Possibilities for artistic expression depend on available technology. The cave artists from the stone age did not have the technology for creating the colors that made impressionism possible. The impressionists did not have today's computer graphics. This does not imply that the best cave drawings are less perfect than the best impressionist paintings, nor that the best impressionist paintings are less perfect than the best computer graphics. Each age, however, tends to have its preferred means of artistic expression. What can we expect with regard to the future of low-complexity art?
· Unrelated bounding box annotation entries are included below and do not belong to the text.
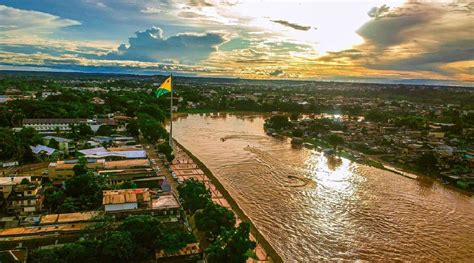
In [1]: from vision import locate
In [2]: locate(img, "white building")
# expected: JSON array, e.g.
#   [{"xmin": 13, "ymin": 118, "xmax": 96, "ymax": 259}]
[{"xmin": 22, "ymin": 119, "xmax": 116, "ymax": 133}]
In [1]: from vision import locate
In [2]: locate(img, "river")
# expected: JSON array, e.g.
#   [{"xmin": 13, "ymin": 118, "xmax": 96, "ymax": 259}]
[{"xmin": 173, "ymin": 114, "xmax": 474, "ymax": 262}]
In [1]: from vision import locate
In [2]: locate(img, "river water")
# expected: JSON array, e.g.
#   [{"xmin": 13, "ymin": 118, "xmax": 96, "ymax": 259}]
[{"xmin": 173, "ymin": 114, "xmax": 474, "ymax": 262}]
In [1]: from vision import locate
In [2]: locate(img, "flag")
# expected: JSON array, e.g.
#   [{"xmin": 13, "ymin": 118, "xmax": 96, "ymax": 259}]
[{"xmin": 155, "ymin": 76, "xmax": 171, "ymax": 98}]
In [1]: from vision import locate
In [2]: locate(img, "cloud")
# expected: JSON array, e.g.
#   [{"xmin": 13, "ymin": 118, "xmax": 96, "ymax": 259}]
[
  {"xmin": 140, "ymin": 6, "xmax": 162, "ymax": 14},
  {"xmin": 270, "ymin": 20, "xmax": 311, "ymax": 31},
  {"xmin": 0, "ymin": 5, "xmax": 81, "ymax": 35},
  {"xmin": 368, "ymin": 5, "xmax": 390, "ymax": 18},
  {"xmin": 189, "ymin": 0, "xmax": 213, "ymax": 7},
  {"xmin": 103, "ymin": 27, "xmax": 226, "ymax": 64},
  {"xmin": 318, "ymin": 2, "xmax": 474, "ymax": 79},
  {"xmin": 268, "ymin": 69, "xmax": 285, "ymax": 77}
]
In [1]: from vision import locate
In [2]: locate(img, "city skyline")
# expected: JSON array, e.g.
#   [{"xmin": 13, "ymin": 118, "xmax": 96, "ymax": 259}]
[{"xmin": 0, "ymin": 0, "xmax": 474, "ymax": 85}]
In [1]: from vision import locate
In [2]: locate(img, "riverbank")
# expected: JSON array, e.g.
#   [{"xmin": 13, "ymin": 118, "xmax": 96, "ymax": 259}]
[{"xmin": 175, "ymin": 140, "xmax": 283, "ymax": 263}]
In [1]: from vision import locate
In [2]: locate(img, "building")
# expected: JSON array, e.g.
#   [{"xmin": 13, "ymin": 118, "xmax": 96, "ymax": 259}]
[
  {"xmin": 0, "ymin": 176, "xmax": 42, "ymax": 216},
  {"xmin": 155, "ymin": 243, "xmax": 203, "ymax": 262},
  {"xmin": 22, "ymin": 119, "xmax": 116, "ymax": 133},
  {"xmin": 30, "ymin": 144, "xmax": 60, "ymax": 159},
  {"xmin": 79, "ymin": 147, "xmax": 147, "ymax": 160},
  {"xmin": 43, "ymin": 136, "xmax": 76, "ymax": 154},
  {"xmin": 102, "ymin": 188, "xmax": 151, "ymax": 212},
  {"xmin": 38, "ymin": 211, "xmax": 103, "ymax": 225},
  {"xmin": 48, "ymin": 159, "xmax": 105, "ymax": 182},
  {"xmin": 102, "ymin": 191, "xmax": 181, "ymax": 218}
]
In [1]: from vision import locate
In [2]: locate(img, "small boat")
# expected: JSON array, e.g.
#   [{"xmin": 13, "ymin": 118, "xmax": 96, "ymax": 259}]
[{"xmin": 323, "ymin": 148, "xmax": 336, "ymax": 157}]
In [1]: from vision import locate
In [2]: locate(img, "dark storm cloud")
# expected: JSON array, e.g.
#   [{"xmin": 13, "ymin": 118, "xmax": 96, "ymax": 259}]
[
  {"xmin": 103, "ymin": 27, "xmax": 225, "ymax": 64},
  {"xmin": 270, "ymin": 20, "xmax": 311, "ymax": 31},
  {"xmin": 368, "ymin": 5, "xmax": 390, "ymax": 18},
  {"xmin": 269, "ymin": 69, "xmax": 285, "ymax": 77},
  {"xmin": 189, "ymin": 0, "xmax": 213, "ymax": 6},
  {"xmin": 318, "ymin": 3, "xmax": 474, "ymax": 75}
]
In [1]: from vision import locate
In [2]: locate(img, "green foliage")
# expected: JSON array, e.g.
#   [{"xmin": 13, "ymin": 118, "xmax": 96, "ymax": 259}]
[
  {"xmin": 178, "ymin": 179, "xmax": 211, "ymax": 214},
  {"xmin": 72, "ymin": 164, "xmax": 87, "ymax": 175},
  {"xmin": 327, "ymin": 134, "xmax": 344, "ymax": 149},
  {"xmin": 48, "ymin": 139, "xmax": 59, "ymax": 150},
  {"xmin": 138, "ymin": 113, "xmax": 168, "ymax": 143},
  {"xmin": 20, "ymin": 178, "xmax": 30, "ymax": 184},
  {"xmin": 206, "ymin": 222, "xmax": 256, "ymax": 263},
  {"xmin": 265, "ymin": 115, "xmax": 292, "ymax": 130},
  {"xmin": 158, "ymin": 142, "xmax": 174, "ymax": 162},
  {"xmin": 291, "ymin": 129, "xmax": 303, "ymax": 137},
  {"xmin": 195, "ymin": 202, "xmax": 235, "ymax": 238},
  {"xmin": 96, "ymin": 125, "xmax": 115, "ymax": 136},
  {"xmin": 44, "ymin": 174, "xmax": 110, "ymax": 213},
  {"xmin": 0, "ymin": 128, "xmax": 42, "ymax": 163},
  {"xmin": 125, "ymin": 120, "xmax": 140, "ymax": 138},
  {"xmin": 290, "ymin": 112, "xmax": 300, "ymax": 121},
  {"xmin": 77, "ymin": 123, "xmax": 94, "ymax": 138},
  {"xmin": 29, "ymin": 215, "xmax": 196, "ymax": 263},
  {"xmin": 137, "ymin": 104, "xmax": 165, "ymax": 122},
  {"xmin": 101, "ymin": 231, "xmax": 136, "ymax": 262},
  {"xmin": 415, "ymin": 152, "xmax": 438, "ymax": 174},
  {"xmin": 365, "ymin": 110, "xmax": 392, "ymax": 122}
]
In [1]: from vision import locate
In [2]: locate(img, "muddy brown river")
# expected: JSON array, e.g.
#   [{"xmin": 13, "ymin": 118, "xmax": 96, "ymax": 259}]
[{"xmin": 173, "ymin": 114, "xmax": 474, "ymax": 262}]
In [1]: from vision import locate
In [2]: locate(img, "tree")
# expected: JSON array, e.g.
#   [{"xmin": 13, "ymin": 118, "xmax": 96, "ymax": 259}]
[
  {"xmin": 328, "ymin": 134, "xmax": 344, "ymax": 150},
  {"xmin": 292, "ymin": 129, "xmax": 303, "ymax": 137},
  {"xmin": 206, "ymin": 222, "xmax": 256, "ymax": 263},
  {"xmin": 158, "ymin": 143, "xmax": 174, "ymax": 162},
  {"xmin": 138, "ymin": 114, "xmax": 168, "ymax": 143},
  {"xmin": 138, "ymin": 104, "xmax": 166, "ymax": 122},
  {"xmin": 416, "ymin": 152, "xmax": 438, "ymax": 174},
  {"xmin": 48, "ymin": 139, "xmax": 59, "ymax": 150},
  {"xmin": 265, "ymin": 115, "xmax": 291, "ymax": 130},
  {"xmin": 178, "ymin": 179, "xmax": 211, "ymax": 213},
  {"xmin": 72, "ymin": 164, "xmax": 87, "ymax": 176},
  {"xmin": 118, "ymin": 215, "xmax": 163, "ymax": 258},
  {"xmin": 20, "ymin": 178, "xmax": 30, "ymax": 184},
  {"xmin": 77, "ymin": 123, "xmax": 94, "ymax": 137},
  {"xmin": 194, "ymin": 202, "xmax": 235, "ymax": 238},
  {"xmin": 96, "ymin": 125, "xmax": 115, "ymax": 136},
  {"xmin": 102, "ymin": 231, "xmax": 136, "ymax": 262},
  {"xmin": 290, "ymin": 112, "xmax": 300, "ymax": 121},
  {"xmin": 28, "ymin": 249, "xmax": 63, "ymax": 263},
  {"xmin": 157, "ymin": 226, "xmax": 196, "ymax": 252},
  {"xmin": 57, "ymin": 197, "xmax": 79, "ymax": 213},
  {"xmin": 44, "ymin": 186, "xmax": 66, "ymax": 212},
  {"xmin": 125, "ymin": 120, "xmax": 140, "ymax": 138}
]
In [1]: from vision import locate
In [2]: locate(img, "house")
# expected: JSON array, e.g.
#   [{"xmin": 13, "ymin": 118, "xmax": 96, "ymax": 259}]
[
  {"xmin": 102, "ymin": 191, "xmax": 181, "ymax": 218},
  {"xmin": 79, "ymin": 147, "xmax": 147, "ymax": 160},
  {"xmin": 0, "ymin": 248, "xmax": 28, "ymax": 263},
  {"xmin": 48, "ymin": 159, "xmax": 105, "ymax": 182},
  {"xmin": 155, "ymin": 243, "xmax": 203, "ymax": 262},
  {"xmin": 102, "ymin": 188, "xmax": 151, "ymax": 212},
  {"xmin": 22, "ymin": 119, "xmax": 116, "ymax": 134},
  {"xmin": 38, "ymin": 211, "xmax": 103, "ymax": 225},
  {"xmin": 43, "ymin": 136, "xmax": 76, "ymax": 154},
  {"xmin": 0, "ymin": 176, "xmax": 42, "ymax": 215},
  {"xmin": 30, "ymin": 144, "xmax": 59, "ymax": 158},
  {"xmin": 0, "ymin": 95, "xmax": 11, "ymax": 103}
]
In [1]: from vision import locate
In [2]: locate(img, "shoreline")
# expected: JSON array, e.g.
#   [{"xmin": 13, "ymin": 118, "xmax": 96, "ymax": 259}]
[{"xmin": 174, "ymin": 139, "xmax": 284, "ymax": 263}]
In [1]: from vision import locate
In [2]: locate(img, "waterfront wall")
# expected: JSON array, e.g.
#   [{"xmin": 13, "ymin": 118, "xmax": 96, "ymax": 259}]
[{"xmin": 174, "ymin": 140, "xmax": 283, "ymax": 263}]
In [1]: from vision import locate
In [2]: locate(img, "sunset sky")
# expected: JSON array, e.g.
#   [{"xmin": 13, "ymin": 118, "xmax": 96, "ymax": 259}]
[{"xmin": 0, "ymin": 0, "xmax": 474, "ymax": 82}]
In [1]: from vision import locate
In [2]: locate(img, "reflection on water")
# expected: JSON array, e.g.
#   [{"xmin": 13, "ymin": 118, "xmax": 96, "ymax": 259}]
[{"xmin": 174, "ymin": 114, "xmax": 474, "ymax": 262}]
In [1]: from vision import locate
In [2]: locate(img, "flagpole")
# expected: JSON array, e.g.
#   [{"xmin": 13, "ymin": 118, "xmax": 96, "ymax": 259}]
[{"xmin": 169, "ymin": 74, "xmax": 174, "ymax": 147}]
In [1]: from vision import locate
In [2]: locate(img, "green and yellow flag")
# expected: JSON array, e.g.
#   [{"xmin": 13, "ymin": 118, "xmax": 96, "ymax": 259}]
[{"xmin": 155, "ymin": 76, "xmax": 171, "ymax": 98}]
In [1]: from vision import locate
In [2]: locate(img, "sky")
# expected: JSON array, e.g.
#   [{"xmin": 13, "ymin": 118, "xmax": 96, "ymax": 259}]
[{"xmin": 0, "ymin": 0, "xmax": 474, "ymax": 85}]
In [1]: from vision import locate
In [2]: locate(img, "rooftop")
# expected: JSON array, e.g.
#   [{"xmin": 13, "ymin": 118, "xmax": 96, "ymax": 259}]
[
  {"xmin": 0, "ymin": 176, "xmax": 31, "ymax": 185},
  {"xmin": 151, "ymin": 194, "xmax": 180, "ymax": 209},
  {"xmin": 41, "ymin": 211, "xmax": 100, "ymax": 225},
  {"xmin": 102, "ymin": 188, "xmax": 150, "ymax": 205}
]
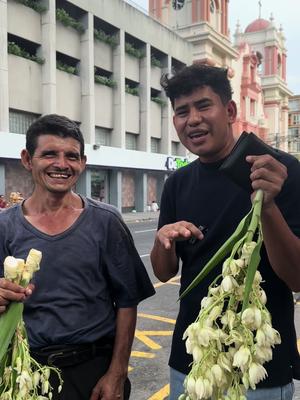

There will be tools that will simplify the creation of low-complexity art. I expect significant extensions of the programs used to speed up and simplify the creation of the drawings shown here. In particular, I expect ``virtual ateliers" implemented on powerful machines. A virtual atelier will be accessible via stereoscopic virtual-reality interfaces. It will allow complex three- or higher-dimensional objects to be quickly composed from simpler ones by hand movements (perceived by the machine via data gloves or similar devices). For instance, with a virtual atelier it will be easy to extend the circle scheme to an analogous sphere scheme or bubble scheme. The algorithmic atelier will permit the artist to quickly generate sequences of three-dimensional sketches of sculptures, to evaluate them with respect to their artistic value and to discard them or refine them.
In principle, the technology for building virtual ateliers is available. Given the current inflation of cheap computing power, we may expect that it will not take long before many artists will have access to acceptable virtual ateliers.